Say something. Then do something: Organize!
The second strategy is collective and overtly interracial. Middle-class admission, denunciation, and recognition of white privilege are not enough. Articulate, organize, and demand policies and programs that people can struggle for across the differences that have historically divided us. Most important, organizers must explicitly address the need to join together across race. I do not mean pabulum about loving one another and just getting along. I mean saying out loud, again and again, that racism and its subsequent divisiveness is the enemy of us all. I mean organizing integrated struggles for policies that help all people: Universal, government-sponsored health care; union rights; equal justice; a living wage and inclusive overtime regulations; wage equality; ending the pervasive inequity of funding schools through local taxes; strong measures to reverse global warming and protect the environment; strengthening Social Security, Medicare, Medicaid, and unemployment insurance; infrastructure projects that employ people at living wages; investment in scientific and medical research; ending tax breaks for the wealthy; affordable housing; LGBT rights; protection of voting rights; and, of course, reversing Citizens United.

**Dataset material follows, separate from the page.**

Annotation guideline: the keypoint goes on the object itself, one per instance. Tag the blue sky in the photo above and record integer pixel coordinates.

Racism abets inequality. And inequality abets racism. This is America’s tragic history.
The protectors of the privileges of wealth are clear, even if they are not always forthright. They promote a be-out-for-yourself and insular subgroup ethos. They blather about “personal responsibility,” falsely claiming that they have earned their position so that each group below them on the economic latter will separate themselves from those on the next rung down and cast blame for not working hard and sucking up undeserved government largesse. These are not new right-wing tactics. Neither are the strategies to combat them: Organize in unions and community organizations across the barriers that the privileged and their would-be admirers use to divide us. While the percentage of Americans who are union members is relatively small, their power and influence benefits all workers.
Shared struggle breeds camaraderie, community, and self-worth. The internalized prejudices that support racism and structural inequality inhibit the integrated struggle necessary to create a more humane just society. But getting to know one another by working together for a common goal might be the only viable means to bridge differences and distrust. I do not believe it is possible at a distance.
Shared, integrated struggle is the do something strategy.
Arthur H. Camins is a lifelong educator. He works part time with curriculum developers at UC Berkeley as an assessment specialist. He retired recently as Director of the Center for Innovation in Engineering and Science Education at Stevens Institute of Technology. He has taught and been an administrator in New York City, Massachusetts, and Louisville, Kentucky. The ideas expressed in this article are his alone.